In a letter response to the court on Friday, Department of Justice attorney Lawrence Buterman asserted that Apple, while assuring the court of its intent to behave as a “model citizen,” was engaging “in a systematic and untoward campaign to publicly malign [Bromwich] and prevent him from carrying out his responsibilities.”
“Based on our review,” Buterman continued, “Mr. Bromwich’s actions to date have been wholly within the scope of his authority … and at all times appropriate and consistent with his impeccable reputation.”
After a phone conference Friday afternoon, U.S. District Judge Denise Cote scheduled oral argument on the issue for Jan. 13, the day before Bromwich’s duties, under the terms of Cote’s previous orders, are scheduled to expand.
Apple’s attempt to stay Bromwich’s involvement pending appeal had been foreshadowed by the sharp objections the company filed against Bromwich’s interpretation of his mission on Thanksgiving eve in papers that also took aim at Judge Cote for having ever appointed a monitor in the first place and for effectively having encouraged his “overzealous romp through Apple’s executive suite.”

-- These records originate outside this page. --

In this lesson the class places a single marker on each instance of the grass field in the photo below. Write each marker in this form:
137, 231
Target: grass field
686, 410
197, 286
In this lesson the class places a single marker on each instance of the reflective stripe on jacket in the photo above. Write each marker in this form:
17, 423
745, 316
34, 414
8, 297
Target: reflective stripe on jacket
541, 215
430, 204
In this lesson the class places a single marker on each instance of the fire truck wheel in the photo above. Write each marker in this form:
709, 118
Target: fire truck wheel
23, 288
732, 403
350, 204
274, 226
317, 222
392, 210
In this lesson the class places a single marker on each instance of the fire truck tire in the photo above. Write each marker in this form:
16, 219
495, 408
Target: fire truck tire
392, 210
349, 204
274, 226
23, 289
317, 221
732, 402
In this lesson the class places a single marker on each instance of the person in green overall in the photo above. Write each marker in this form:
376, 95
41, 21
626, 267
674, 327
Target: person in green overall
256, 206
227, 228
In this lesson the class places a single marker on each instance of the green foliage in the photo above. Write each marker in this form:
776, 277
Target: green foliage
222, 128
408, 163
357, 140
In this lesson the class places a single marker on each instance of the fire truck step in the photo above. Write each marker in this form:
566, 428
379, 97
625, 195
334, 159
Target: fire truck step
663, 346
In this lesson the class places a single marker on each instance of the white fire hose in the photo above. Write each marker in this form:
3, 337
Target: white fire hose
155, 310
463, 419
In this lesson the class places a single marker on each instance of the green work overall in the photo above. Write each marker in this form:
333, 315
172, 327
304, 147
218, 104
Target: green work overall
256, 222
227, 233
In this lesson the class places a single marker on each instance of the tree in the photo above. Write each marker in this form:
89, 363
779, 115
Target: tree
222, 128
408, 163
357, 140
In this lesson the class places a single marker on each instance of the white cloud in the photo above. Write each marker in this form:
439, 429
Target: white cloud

I described the specifics of Apple’s objections to Bromwich earlier this month. The arguments Apple leveled Thursday night largely echo those it made in its Thanksgiving assault. Bromwich and the government declined comment for both that piece and this one.
Last July, after hearing a three-week bench trial (i.e., a trial without a jury), Judge Cote found that Apple had, when it was planning the launch of its iBookstore in late 2009, joined five major book publishers in a conspiracy to fix the prices of e-books in violation of Section 1 of the Sherman Act. Cote ordered Apple, among other things, to draw up new internal antitrust training and compliance policies and procedures that would ensure that it would commit no future antitrust violations. She also provided that a court-appointed monitor would oversee the adequacy of what Apple had come up with as of 90 days after the monitor’s appointment. On Oct. 16, she appointed Bromwich to be that monitor, and, thus, the 90-day period will elapse Jan. 14.
The dispute revolves around the permissible scope of Bromwich’s role — Bromwich has already sought to interview every member of Apple’s executive team and board — and whether Apple can be forced, against its will, to fund his far-reaching inquiry.
Bromwich, a partner at law firm Goodwin Procter, is charging $1,100 per hour for his time; a second member of his team, antitrust specialist Bernard Nigro, of Fried Frank Harris Shriver & Jacobson, is billing at $1,025 per hour; and Bromwich is also charging a 15% “administrative fee” on top of both men’s rates to go to his consulting firm, The Bromwich Group.
Apple has protested that the invoice for just their first two weeks’ work came to $138,432.40, and that “these charges were incurred before any documents were exchanged, interviews scheduled, or meaningful travel conducted.”
In his letter on Friday, however, Buterman claims that Bromwich “reached out to Apple to address its concerns,” including those concerning his fees, and was ignored. Buterman also noted that Judge Cote has since backed away from adopting any of several proposed expansions of Bromwich’s mission, which had been the original triggering event for Apple’s Thanksgiving tirade.
In Apple’s papers, written by appellate counsel Ted Boutrous of Gibson, Dunn & Crutcher, Boutrous makes clear that if Judge Cote denies the stay, Apple will seek an expedited appeal to the U.S. Court of Appeals for the Second Circuit, where Apple’s appeals of Judge Cote’s verdict and judgment in the case are already pending.